My current computer is:

Processor Intel Pentium 4 CPU 3.06 GHz 2 (CPUs
Memory 766MB RAM
Device:
Name Intel® 82865G Graphics Controller
Approx. Toal memory 96 MB
Current Display Mode 1024 x 768 (32 bit) (60Hz)

I can reuse any of that if neccessary but if I would reuse that would I lose everything on my hard drive?

Thanks alot in advance I owe you guys one.


----------



## themisiek1 (Aug 20, 2007)

I have something in mind.

Case:
Rosewill TU-155 Black 0.8mm SGCC Steel ATX Mid Tower Computer Case 400W Power Supply - Retail -$49.99
http://www.newegg.com/Product/Produ...E&N=2010090007+1054808287+1295819208&name=Yes

Motherboard:
GIGABYTE GA-M57SLI-S4 ATX AMD Motherboard - Retail - $99.99
http://www.newegg.com/Product/Product.aspx?Item=N82E16813128014

Processor:
AMD Athlon 64 X2 5000+ 2.6GHz Socket AM2 65W Black - Retail - $99.99
http://www.newegg.com/Product/Product.aspx?Item=N82E16819103194

RAM:
G.SKILL 2GB (2 x 1GB) 240-Pin DDR2 800 (PC2 6400) Dual - Retail -$44.99
http://www.newegg.com/Product/Product.aspx?Item=N82E16820231098

Video Card:
XFX PVT84JUDD3 GeForce 8600GT XXX 256MB 128-bit GDDR3 PCI Express x16 SLI Supported Video Card - Retail - $109.99
http://www.newegg.com/Product/Product.aspx?Item=N82E16814150229

Hard Drive:
Seagate Barracuda 7200.10 ST3250410AS 250GB 7200 RPM SATA 3.0Gb/s Hard Drive - OEM - $69.99
http://www.newegg.com/Product/Product.aspx?Item=N82E16822148262

CD/DVD Drive:
Sony NEC Optiarc Black IDE DVD-ROM Drive Model DDU1615/B2s - OEM - $17.99
http://www.newegg.com/Product/Product.aspx?Item=N82E16827101131

The case comes with a powersupply so no worries there.

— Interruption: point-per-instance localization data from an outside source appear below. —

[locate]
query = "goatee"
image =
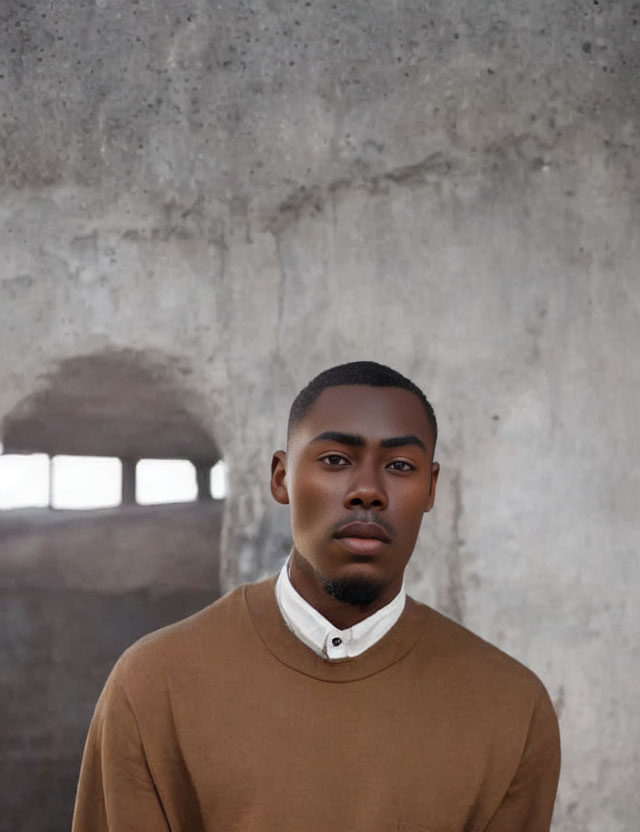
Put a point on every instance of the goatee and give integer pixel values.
(358, 593)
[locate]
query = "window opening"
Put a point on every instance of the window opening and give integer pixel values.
(24, 480)
(85, 482)
(165, 481)
(219, 480)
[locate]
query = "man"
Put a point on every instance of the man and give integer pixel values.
(327, 700)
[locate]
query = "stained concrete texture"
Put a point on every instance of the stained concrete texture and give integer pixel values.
(76, 589)
(255, 191)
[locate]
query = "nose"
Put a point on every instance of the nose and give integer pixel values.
(366, 489)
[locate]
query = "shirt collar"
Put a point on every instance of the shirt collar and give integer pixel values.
(319, 634)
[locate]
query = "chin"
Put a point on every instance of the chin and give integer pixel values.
(357, 591)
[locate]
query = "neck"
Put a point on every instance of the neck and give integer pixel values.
(342, 615)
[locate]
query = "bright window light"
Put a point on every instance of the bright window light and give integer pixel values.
(24, 481)
(218, 480)
(165, 481)
(85, 482)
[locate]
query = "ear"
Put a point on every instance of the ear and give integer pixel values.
(435, 470)
(278, 475)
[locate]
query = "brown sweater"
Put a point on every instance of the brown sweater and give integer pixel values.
(225, 722)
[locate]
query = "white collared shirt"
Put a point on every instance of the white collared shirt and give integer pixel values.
(320, 635)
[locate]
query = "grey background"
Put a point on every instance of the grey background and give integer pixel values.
(204, 204)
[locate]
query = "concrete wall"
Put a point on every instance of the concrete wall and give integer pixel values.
(74, 593)
(250, 192)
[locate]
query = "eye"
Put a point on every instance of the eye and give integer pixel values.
(335, 460)
(400, 465)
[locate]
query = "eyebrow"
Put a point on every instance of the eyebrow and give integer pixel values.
(358, 441)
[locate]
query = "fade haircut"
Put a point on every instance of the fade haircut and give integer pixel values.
(366, 373)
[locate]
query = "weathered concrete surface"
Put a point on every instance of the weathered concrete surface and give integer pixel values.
(74, 593)
(257, 190)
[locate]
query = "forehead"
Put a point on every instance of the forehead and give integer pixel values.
(373, 412)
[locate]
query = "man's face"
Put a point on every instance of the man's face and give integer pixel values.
(359, 477)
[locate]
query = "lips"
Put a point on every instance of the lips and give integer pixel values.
(362, 538)
(363, 530)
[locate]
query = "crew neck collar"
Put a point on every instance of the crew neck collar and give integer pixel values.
(287, 648)
(320, 635)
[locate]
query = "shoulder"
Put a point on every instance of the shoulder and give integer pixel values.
(481, 667)
(184, 647)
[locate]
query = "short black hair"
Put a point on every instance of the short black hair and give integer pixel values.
(367, 373)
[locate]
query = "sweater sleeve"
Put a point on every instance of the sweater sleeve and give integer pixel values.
(116, 792)
(528, 803)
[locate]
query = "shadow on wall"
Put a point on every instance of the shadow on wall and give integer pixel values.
(77, 587)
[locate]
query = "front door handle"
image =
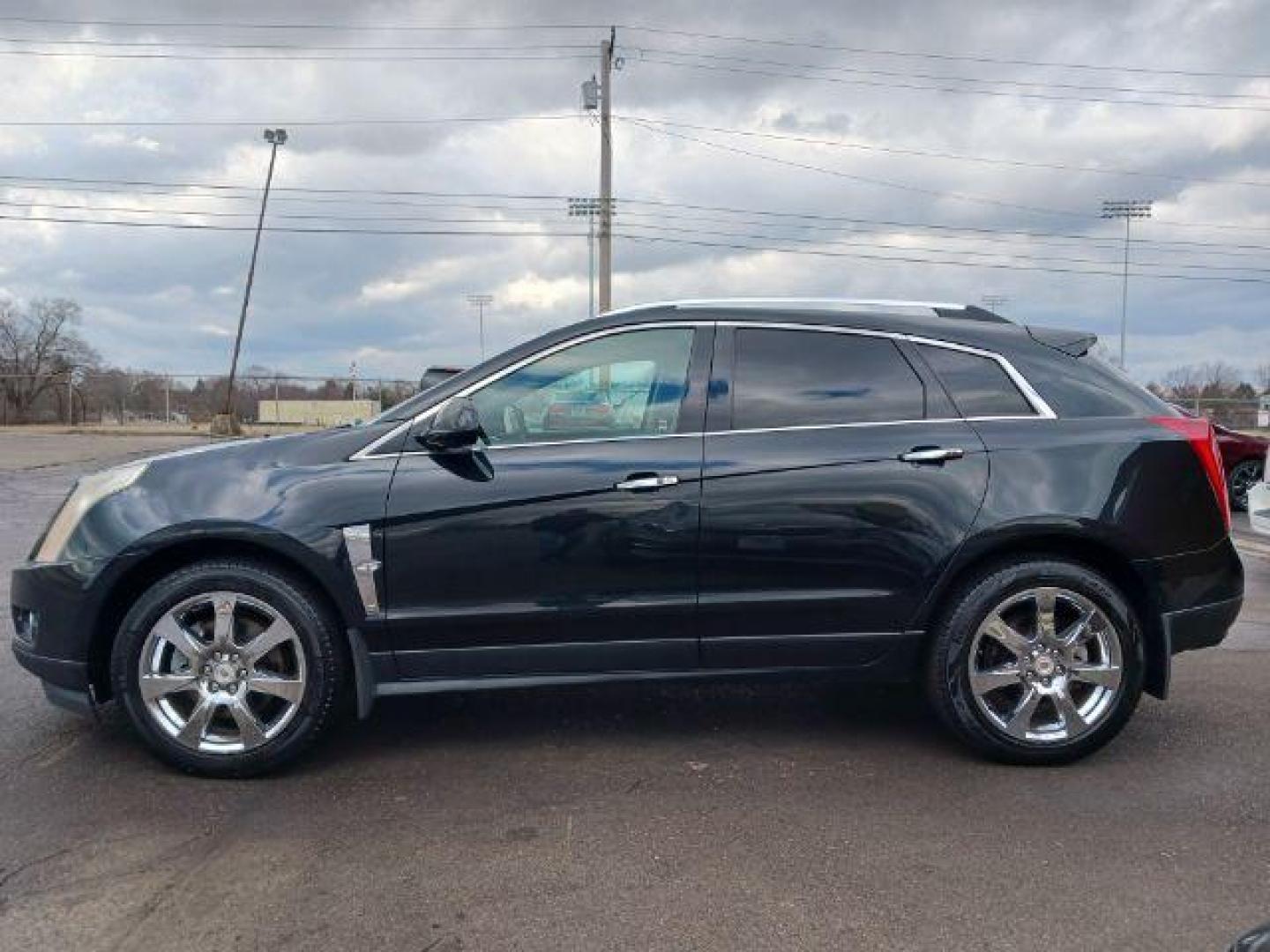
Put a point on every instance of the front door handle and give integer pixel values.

This comes to a total of $493

You could lower the price by a couple dollars by getting a cheaper case.


----------



## ebackhus (Apr 21, 2005)

But the power supply is absolute rubbish. You'll want to spend money of a quality unit.


----------



## themisiek1 (Aug 20, 2007)

I have a friend with this same exact build and has no problems. Although I do agree that the powersupply isn't the best but when your on such a tight budget like this, you have to take risks.


----------



## emosun (Oct 4, 2006)

Taking risks is not somthing you do when building a pc. A psu even under a budget should be a quality unit at least 60$ or more. And I would say 450W or more for that build.


----------



## Master12 (Jan 18, 2008)

Ive been asking around on other sites also and I got this buld as a response what do you guys think?
http://www.newegg.com/Product/Produc...82E16819116037
E2140

http://www.newegg.com/Product/Produc...82E16813186107
Foxconn LGA775 Motherboard

http://www.newegg.com/Product/Produc...82E16820145034
Corsair XMS2 2GB DDR2-800 CL4 Kit

http://www.newegg.com/Product/Produc...82E16827118003
Sony NEC Optiarc DVD Burner EIDE

http://www.newegg.com/Product/Produc...82E16811147065
Rosewill ATX Case

http://www.newegg.com/Product/Produc...82E16822135106
WDC SE 8MB 7200RPM 80GB SATAII

http://www.newegg.com/Product/Product.aspx?Item=N82E16814161211
HIS Hightech H385F256NP Radeon HD 3850 256MB 256-bit GDDR3 PCI Express 2.0 HDCP Ready CrossFire Supported Video Card - Retail

http://www.newegg.com/Product/Produc...82E16817339001
hec Orion 585W [email protected]+ Power Supply Unit

http://www.newegg.com/Product/Produc...82E16832116204
MS Vista 64Bit Edition Home Premium System Builders DVD


----------



## 1 g0t 0wn3d (Jan 31, 2007)

again the power supply is a problem look at the antec trio 650 watt


----------



## Deathdragon (Jan 18, 2008)

*Dream Computer*

Hello,

I built my custom, gaming rig a few months ago. Specs are in my sig. Now, I spent $3,400 on that and I enjoy playing any of the newest games out in max settings. I also play a lot of FPS games myself.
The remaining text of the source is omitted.